Often, this comes with religious injunctions. But there are larger issues related to this. The problems of overpopulation and excessive restrictions on the choices of, at least, half of the population prevent the flourishing of the nations around the world.
In literal terms, the restriction of women has been a net negative on the progression, technologically and economically, of the species with explicit moral implications about the rightness-wrongness of the repression or “social subordination of women and girls.”
The programs and initiatives of the world system should keep the flourishing of women and girls in mind because of the basis of equality of the sexes can only come in the sincere listening ear and inclusion of the bodies and minds of women in the centers of influence and power in the world, and then replicating this in the social milieu of the nation and within the family structures. Some say, “It starts in the home,” but only in part.
It starts wherever someone is at, which makes the access points of equality in all aspects of interpersonal, and intrapersonal, life. These can emerge in the foundation of educational programs geared with men in mind for the prevention of the spread of HIV/AIDS, especially in the basics of how HIV/AIDS spreads from men to women and how the prevention of infection of others is a personal and collective responsibility.

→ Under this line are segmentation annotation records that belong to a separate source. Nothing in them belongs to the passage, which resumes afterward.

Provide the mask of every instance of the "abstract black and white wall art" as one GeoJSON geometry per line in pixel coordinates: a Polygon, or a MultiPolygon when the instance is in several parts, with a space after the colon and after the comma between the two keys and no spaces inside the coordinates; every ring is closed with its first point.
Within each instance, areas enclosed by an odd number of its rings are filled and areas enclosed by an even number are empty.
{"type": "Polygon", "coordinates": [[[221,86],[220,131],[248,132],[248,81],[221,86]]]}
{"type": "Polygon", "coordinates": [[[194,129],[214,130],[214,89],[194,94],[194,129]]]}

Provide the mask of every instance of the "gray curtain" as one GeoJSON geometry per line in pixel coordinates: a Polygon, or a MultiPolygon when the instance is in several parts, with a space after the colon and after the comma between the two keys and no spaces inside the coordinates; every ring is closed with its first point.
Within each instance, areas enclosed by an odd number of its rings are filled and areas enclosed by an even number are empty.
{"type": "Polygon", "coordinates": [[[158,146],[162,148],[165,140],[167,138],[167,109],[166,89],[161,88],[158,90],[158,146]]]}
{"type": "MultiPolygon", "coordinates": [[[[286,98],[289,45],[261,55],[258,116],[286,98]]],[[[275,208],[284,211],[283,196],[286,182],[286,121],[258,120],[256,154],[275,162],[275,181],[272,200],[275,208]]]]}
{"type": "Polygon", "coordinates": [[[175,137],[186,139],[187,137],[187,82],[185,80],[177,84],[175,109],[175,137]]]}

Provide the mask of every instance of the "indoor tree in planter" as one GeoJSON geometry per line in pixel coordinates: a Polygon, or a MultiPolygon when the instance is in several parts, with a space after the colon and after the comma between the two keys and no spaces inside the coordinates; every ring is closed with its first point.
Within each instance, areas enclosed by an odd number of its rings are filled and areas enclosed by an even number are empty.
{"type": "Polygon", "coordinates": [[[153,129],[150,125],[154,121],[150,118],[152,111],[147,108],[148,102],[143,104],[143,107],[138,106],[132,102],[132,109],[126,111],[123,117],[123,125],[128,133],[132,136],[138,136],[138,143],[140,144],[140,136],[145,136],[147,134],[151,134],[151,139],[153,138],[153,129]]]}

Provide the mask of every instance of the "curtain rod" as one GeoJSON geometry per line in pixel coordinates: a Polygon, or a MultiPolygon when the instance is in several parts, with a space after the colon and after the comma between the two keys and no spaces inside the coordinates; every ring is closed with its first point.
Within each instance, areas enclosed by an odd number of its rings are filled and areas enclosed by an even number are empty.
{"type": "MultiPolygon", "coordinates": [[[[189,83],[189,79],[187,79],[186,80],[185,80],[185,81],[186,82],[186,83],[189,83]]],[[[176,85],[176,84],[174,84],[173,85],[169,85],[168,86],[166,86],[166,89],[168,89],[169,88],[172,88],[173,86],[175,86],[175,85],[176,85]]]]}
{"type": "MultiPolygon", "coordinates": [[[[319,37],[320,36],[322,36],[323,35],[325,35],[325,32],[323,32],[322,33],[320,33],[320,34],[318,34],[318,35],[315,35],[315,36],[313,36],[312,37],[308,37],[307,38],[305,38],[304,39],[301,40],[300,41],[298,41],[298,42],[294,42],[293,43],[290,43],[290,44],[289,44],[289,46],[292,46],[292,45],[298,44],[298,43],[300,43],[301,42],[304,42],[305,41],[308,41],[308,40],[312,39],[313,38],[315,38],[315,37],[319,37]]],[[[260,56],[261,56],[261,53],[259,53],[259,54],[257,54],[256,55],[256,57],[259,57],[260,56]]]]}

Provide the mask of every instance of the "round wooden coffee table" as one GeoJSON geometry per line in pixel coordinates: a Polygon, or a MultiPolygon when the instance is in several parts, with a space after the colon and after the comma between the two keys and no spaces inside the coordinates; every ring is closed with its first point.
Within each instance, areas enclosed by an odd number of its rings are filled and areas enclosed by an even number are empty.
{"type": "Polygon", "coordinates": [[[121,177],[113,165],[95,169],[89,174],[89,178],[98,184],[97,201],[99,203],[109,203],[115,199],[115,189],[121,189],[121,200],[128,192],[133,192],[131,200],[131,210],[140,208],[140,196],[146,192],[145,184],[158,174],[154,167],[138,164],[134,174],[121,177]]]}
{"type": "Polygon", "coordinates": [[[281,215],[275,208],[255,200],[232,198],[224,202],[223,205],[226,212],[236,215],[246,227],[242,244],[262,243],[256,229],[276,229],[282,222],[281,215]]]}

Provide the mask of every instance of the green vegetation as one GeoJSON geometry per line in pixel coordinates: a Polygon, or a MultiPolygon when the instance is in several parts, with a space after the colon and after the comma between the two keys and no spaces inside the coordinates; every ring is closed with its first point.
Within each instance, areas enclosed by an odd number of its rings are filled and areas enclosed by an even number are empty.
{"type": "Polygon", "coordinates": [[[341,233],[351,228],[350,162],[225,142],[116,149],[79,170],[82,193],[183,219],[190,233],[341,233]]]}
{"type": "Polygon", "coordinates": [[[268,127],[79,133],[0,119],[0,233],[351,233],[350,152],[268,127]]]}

All these “multisectoral programmes and strategies” may not solve the issues in the short-term but set a solid foundation for the reduction via prevention of the transmission of sexually transmitted diseases while simultaneously working on the central equality of the sexes issues of the subordination of women in sociocultural life.
–One can find similar statements in other documents, conventions, declarations and so on, with the subsequent statements of equality or women’s rights:
- The Universal Declaration of Human Rights in the Preamble, Article 16, and Article 25(2).

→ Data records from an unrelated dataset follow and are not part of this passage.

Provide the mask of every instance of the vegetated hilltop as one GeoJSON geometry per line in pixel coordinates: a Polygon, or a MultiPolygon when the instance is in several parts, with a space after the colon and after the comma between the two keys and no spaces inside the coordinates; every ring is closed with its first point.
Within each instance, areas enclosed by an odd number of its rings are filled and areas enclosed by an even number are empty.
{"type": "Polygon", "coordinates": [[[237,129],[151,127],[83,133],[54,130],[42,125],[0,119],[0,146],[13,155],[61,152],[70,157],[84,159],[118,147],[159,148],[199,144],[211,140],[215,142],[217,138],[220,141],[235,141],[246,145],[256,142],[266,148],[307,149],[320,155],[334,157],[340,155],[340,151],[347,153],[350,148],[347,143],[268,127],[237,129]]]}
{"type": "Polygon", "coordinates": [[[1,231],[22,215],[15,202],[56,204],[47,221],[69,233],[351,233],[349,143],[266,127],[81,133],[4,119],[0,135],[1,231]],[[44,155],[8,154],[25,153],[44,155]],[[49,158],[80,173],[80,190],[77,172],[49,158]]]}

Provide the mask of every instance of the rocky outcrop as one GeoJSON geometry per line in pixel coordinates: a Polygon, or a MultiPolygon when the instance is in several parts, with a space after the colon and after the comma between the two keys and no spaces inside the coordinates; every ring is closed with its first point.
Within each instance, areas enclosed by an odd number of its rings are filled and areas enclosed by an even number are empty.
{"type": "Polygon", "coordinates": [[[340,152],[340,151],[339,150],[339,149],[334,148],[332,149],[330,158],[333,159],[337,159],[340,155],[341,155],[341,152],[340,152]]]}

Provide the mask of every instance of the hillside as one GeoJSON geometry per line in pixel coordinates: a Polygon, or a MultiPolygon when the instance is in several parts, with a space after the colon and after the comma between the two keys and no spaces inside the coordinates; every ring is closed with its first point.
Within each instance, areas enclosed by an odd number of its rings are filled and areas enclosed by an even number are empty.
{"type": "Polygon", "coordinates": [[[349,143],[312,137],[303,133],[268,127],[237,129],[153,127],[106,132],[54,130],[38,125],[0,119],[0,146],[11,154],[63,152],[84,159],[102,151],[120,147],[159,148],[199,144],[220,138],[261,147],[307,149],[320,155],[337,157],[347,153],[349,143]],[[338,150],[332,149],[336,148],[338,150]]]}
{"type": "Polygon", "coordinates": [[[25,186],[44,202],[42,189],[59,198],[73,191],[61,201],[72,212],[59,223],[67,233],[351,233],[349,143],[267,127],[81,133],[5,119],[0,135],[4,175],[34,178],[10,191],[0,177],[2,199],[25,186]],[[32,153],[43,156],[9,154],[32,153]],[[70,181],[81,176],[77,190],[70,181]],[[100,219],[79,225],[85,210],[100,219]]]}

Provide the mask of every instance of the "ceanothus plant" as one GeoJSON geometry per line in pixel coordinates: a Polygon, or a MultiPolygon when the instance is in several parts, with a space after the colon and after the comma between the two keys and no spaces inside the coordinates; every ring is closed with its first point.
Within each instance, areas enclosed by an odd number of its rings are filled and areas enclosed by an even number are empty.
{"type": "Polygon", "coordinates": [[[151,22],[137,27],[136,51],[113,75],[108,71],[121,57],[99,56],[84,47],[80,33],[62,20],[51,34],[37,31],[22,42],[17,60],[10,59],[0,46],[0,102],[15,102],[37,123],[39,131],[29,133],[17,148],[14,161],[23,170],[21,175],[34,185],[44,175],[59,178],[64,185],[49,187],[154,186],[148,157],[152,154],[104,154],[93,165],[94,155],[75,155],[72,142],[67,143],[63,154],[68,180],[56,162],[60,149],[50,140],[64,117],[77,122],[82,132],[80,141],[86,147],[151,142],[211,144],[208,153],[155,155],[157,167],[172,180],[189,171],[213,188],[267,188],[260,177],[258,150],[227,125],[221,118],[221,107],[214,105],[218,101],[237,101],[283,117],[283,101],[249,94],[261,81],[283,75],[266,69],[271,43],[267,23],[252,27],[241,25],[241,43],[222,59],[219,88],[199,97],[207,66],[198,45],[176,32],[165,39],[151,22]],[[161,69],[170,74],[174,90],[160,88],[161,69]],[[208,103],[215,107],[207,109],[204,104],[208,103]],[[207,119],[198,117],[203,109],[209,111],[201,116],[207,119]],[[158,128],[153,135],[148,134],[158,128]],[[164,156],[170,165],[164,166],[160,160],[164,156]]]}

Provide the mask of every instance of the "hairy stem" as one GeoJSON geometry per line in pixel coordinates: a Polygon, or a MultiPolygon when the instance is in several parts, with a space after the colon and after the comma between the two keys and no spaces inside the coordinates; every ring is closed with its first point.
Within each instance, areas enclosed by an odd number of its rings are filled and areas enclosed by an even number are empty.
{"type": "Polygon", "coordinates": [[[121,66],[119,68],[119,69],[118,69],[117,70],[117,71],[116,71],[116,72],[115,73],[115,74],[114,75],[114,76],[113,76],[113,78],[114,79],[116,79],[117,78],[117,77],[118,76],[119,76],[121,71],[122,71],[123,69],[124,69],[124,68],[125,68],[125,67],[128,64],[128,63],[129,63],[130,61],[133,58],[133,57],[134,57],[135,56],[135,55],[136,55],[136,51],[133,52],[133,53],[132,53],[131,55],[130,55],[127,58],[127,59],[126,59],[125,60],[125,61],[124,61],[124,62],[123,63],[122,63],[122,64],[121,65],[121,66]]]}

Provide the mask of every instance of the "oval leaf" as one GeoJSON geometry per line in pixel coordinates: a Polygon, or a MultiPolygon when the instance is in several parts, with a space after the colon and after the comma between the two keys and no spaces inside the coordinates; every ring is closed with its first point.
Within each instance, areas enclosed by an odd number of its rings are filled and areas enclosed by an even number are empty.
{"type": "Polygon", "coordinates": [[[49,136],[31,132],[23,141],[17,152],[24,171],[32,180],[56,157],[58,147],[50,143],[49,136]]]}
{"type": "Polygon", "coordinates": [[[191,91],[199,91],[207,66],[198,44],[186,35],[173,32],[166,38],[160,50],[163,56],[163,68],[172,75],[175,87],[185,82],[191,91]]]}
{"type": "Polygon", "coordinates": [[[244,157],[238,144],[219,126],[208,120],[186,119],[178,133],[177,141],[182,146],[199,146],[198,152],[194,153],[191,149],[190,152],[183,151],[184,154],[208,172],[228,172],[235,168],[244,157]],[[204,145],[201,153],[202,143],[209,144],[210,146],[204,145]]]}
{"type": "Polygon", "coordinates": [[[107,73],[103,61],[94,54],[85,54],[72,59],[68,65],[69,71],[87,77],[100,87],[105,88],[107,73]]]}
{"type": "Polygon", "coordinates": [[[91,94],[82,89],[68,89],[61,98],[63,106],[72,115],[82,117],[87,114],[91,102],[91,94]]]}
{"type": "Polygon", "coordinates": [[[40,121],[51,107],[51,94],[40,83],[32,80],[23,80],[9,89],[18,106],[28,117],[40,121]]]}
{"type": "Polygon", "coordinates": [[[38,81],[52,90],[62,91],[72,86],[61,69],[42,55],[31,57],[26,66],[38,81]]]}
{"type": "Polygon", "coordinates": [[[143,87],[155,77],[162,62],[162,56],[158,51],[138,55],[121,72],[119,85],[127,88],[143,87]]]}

- Convention Against Discrimination in Education (1960) in Article 1.
- The International Covenant on Economic, Social and Cultural Rights (1966) in Article 3, Article 7, and Article 13.
- International Covenant on Civil and Political Rights (1966).
- Convention on the Elimination of all Forms of Discrimination Against Women (1979).
- Convention against Torture and Other Cruel, Inhuman or Degrading Treatment or Punishment (1984).
- The Declaration on the Elimination of Discrimination Against Women (1993).
- Beijing Declaration(1995).
- United Nations Security Council Resolution 1325 (2000).
- Protocol to Prevent, Suppress and Punish Trafficking in Persons, especially Women and Children (2000).
- The Protocol to the African Charter on Human and Peoples’ Rights on the Rights of Women in Africa or the “Maputo Protocol” (2003).
- Council of Europe Convention on preventing and combating violence against women and domestic violence or the Istanbul Convention (2011) Article 38 and Article 39.